Solo 50 preti hanno finora indicato che vorrebbero con piacere seguire i tre ex pastori nel passaggio a Roma, ma questo numero potrebbe crescere se i tradizionalisti si sentissero non più disposti di rimanere nella "chiesa" d'Inghilterra con l'introduzione delle donne vescovo [e saranno anch'essi i benvenuti!]
John Saxbee, “Vescovo” di Lincoln, ha detto […] "Non posso giudicare i motivi [dell'offerta], ma il modo in cui è stata fatta non si sposa facilmente con tutti i discorsi tesi a migliorare le relazioni". […] [o poverini! si sono offesi? Il sig. Saxbee forse voleva che il Papa chiedesse loro il permesso di convertire un po' di anglicani? allora sì che sarebbe stato un gesto cortese?]
Potrebbero filtrare le relazioni del mese prossimo, quando il Sinodo generale e la “chiesa” del Parlamento inglese, dibatteranno su un rapporto redatto dalle due "chiese" sull'importanza di Maria, che i cattolici credono fosse libera da "ogni macchia di peccato originale". [non è che semplicemente "crediamo", "riteniamo", ma l'Immacolata Concezione della B.V.M. è un dogma, una verità di fede!]
"Questo rapporto potrebbe essere motivo di ulteriore divisione perché non rappresenta ciò che gli anglicani credono sui dogmi su Maria," ha detto un membro del Sinodo. [affari loro, noi certo non vogliamo né possiamo cambiare anche al teologia mariana per farli contenti! Ma che pretendono?]
Il "vescvovo" Hill ammette che probabilmente il tono del dibattito sarà più "belligerante" di quanto sarebbe stato prima della creazione dell'Ordinariato [suona come una minaccia?]aggiungendo: "[... ]nella "chiesa" d'Inghilterra si può avere una varietà di opinioni verso Maria [ah sì? strano], ma la Chiesa cattolica romana ha solo una convinzione sola" [sì, e guai a chi ce la tocca!].
Il cardinale Walter Kasper, un collaboratore del Papa ed ex presidente del Ponticio Consiglio per l'Unità dei Cristiani, ha tentato di allentare le tensioni della scorsa settimana.

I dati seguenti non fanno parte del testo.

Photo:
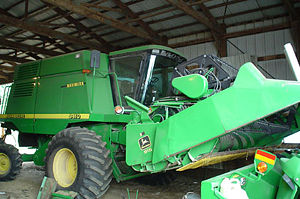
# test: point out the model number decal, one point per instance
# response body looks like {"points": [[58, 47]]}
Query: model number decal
{"points": [[144, 142], [75, 116], [76, 84]]}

Parlando ad una cena con il dottor R. Williams, ha detto che l'ordinazione di tre ex pastori anglicani non ha rappresentanto un "giorno della vittoria", ma "un giorno di penitenza". [penitenza per che cosa, eminenza? Per aver convertito alcuni anglicani? O il suo era il solito buonismo? O un mieloso tentativo diplomatico di edulcorare la pillola? Comunque sia, l’importante è che le conversioni e le ordinazioni siano iniziate! E, lo faccia dire a noi: vittoria! (e non la Regina, ben inteso!)].
.
fonte: Amici di Papa Ratzinger 4
ps. ove possibile nella traduzione abbiamo sostituito la parola "chiesa" (quando il termine originale church era usato in riferimento a quella non Cattolica) con la perifrasi più appropriata "Comunione anglicana"; lo stesso con la parola "vescovo".